Point d’appui dans nos luttes
La vraie paix ne dérive pas de la conclusion d’un raisonnement humain, elle ne peut venir que d’une adhésion du cœur aux promesses de Dieu que nous communique la Parole. Lorsque, dans un moment de doute ou de confusion, nous adhérons par un acte de foi à une parole de l’Écriture, l’autorité propre à cette parole devient pour nous un soutien et une force. Elle a un pouvoir particulier pour nous garder dans l’espérance et dans la paix, quoi qu’il arrive. L’Épître aux Hébreux évoque à propos de la promesse de Dieu à Abraham cette « garantie du serment qui met fin à toute contestation » (He 5, 16). La Parole de Dieu a le pouvoir de mettre un terme à nos irrésolutions et au va-et-vient de nos raisonnements incertains, pour nous établir dans la vérité et dans la paix. L’espérance que procure cette parole est « l’ancre de notre âme, sûre autant que solide » (He 5, 19). Les exemples sont innombrables des paroles de l’Écriture qui peuvent être pour nous un point d’appui précieux dans nos luttes. Si je me sens seul et abandonné, l’Écriture me crie : « Même si une femme oubliait son enfant, moi je ne t’oublierai pas ! » (Is 49, 15). Si je sens Dieu lointain, elle me dit : « Je serai avec vous tous les jours jusqu’à la fin du monde » (Mt 28, 20). Si je me sens écrasé par mon péché elle me dit : « Je ne me souviendrai plus de tes fautes ! » (Is 43, 25). Si j’ai l’impression de ne rien avoir de ce qu’il me faudrait pour bien avancer dans la vie, le psaume m’invite à poser cet acte de foi : « Le Seigneur est mon berger, je ne manque de rien » (Ps 23).

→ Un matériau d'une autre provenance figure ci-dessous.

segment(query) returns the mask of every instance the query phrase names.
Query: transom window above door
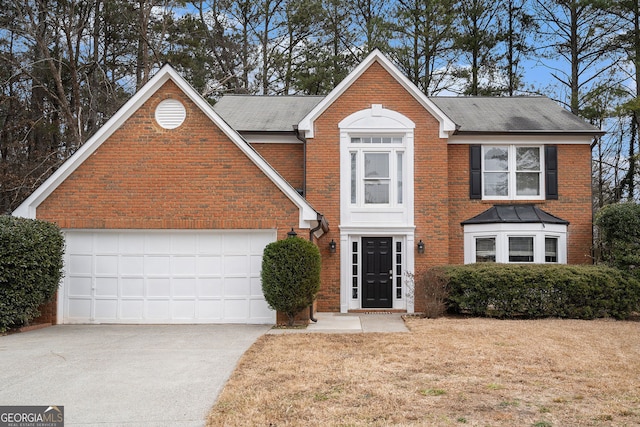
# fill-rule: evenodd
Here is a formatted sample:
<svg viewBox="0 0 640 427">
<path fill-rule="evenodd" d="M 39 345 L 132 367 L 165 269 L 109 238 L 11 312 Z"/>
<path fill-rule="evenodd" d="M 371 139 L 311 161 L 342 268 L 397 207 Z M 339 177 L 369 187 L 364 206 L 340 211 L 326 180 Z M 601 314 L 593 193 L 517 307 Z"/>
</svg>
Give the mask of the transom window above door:
<svg viewBox="0 0 640 427">
<path fill-rule="evenodd" d="M 402 144 L 401 136 L 358 136 L 351 138 L 352 144 Z"/>
<path fill-rule="evenodd" d="M 351 137 L 352 205 L 400 206 L 404 200 L 405 148 L 401 136 Z"/>
</svg>

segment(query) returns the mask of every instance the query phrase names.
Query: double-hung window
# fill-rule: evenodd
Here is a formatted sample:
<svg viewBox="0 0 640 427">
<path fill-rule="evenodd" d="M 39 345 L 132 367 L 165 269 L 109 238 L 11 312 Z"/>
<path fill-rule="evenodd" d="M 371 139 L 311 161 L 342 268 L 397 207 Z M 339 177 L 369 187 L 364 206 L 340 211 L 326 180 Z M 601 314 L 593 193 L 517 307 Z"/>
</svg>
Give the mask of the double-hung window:
<svg viewBox="0 0 640 427">
<path fill-rule="evenodd" d="M 495 200 L 542 199 L 543 161 L 540 146 L 482 146 L 482 197 Z"/>
<path fill-rule="evenodd" d="M 401 136 L 351 137 L 351 204 L 402 205 L 404 152 Z"/>
</svg>

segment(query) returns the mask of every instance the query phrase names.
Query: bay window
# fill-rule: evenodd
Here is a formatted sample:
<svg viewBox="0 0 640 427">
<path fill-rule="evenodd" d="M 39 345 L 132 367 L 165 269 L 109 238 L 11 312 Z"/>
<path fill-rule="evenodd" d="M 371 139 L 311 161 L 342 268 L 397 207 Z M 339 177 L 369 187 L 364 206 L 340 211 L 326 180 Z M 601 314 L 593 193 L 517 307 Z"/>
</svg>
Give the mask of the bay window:
<svg viewBox="0 0 640 427">
<path fill-rule="evenodd" d="M 566 263 L 566 234 L 548 232 L 465 230 L 465 263 Z"/>
<path fill-rule="evenodd" d="M 461 222 L 464 262 L 567 262 L 569 221 L 532 204 L 498 204 Z"/>
</svg>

Ne passons donc pas une journée sans prendre au moins quelques minutes pour lire un passage de l’Écriture… Elle nous semblera parfois un peu aride et obscure, mais si nous la lisons avec fidélité, dans la simplicité et la prière, elle pénétrera notre mémoire profonde sans même que nous n’en ayons conscience. Et le jour où nous en aurons besoin, dans tel moment d’adversité, un verset nous reviendra à la mémoire, et sera précisément la parole dont nous aurons besoin et sur laquelle nous pourrons nous appuyer pour retrouver l’espérance et la paix.